Pakistani driver undergoes landmark 'frozen heart surgery' in Abu Dhabi

Irregular heartbeat placed Mohamed Riaz at a high risk of a stroke, before doctors intervened with new cryo-surgery

Dr Walid Shaker, head of cardiac surgery at Burjeel Hospital, visits patient Mohamed Riaz after he underwent cardiac freezing surgery to cure an irregular heartbeat. Courtesy Burjeel Hospital 
Dr Walid Shaker, head of cardiac surgery at Burjeel Hospital, visits patient Mohamed Riaz after he underwent cardiac freezing surgery to cure an irregular heartbeat.
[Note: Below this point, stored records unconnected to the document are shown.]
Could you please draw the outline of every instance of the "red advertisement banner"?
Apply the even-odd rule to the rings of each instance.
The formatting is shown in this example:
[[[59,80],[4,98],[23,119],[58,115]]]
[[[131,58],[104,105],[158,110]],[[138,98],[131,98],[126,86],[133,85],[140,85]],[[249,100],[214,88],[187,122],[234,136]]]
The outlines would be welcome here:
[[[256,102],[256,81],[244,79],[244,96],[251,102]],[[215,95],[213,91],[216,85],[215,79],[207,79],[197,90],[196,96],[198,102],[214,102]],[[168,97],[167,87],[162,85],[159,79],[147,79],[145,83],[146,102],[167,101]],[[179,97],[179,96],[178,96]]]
Courtesy Burjeel Hospital 

A cold heart is giving a new lease of life to Pakistani driver Mohamed Riaz after doctors used pioneering freezing surgery to repair a faulty valve.

Surgeons at Burjeel Hospital in Abu Dhabi used the latest cryo-technology to destroy faulty conductors in the heart of Mr Riaz that were causing his heart to beat irregularly, increasing the chances of a stroke or heart failure.

At just 34, Mr Riaz was regularly hospitalised because of his illness and he struggled to walk short distances without becoming out of breath.

His case is an example of young people with heart conditions who are more suitable than older patients for new restorative technologies used in open chest surgery.

“This is a relatively new technology to target arrhythmias in patients who develop a disturbance in their heartbeat,” said Dr Walid Shaker, a consultant and head of cardiac surgery at Burjeel Hospital.

“We can do this process by either using radiofrequencies, thermoregulation or freezing.

“It has been used in other specialties such as in aggressive renal tumours to freeze cancerous cells, and now, during cardiac surgery.”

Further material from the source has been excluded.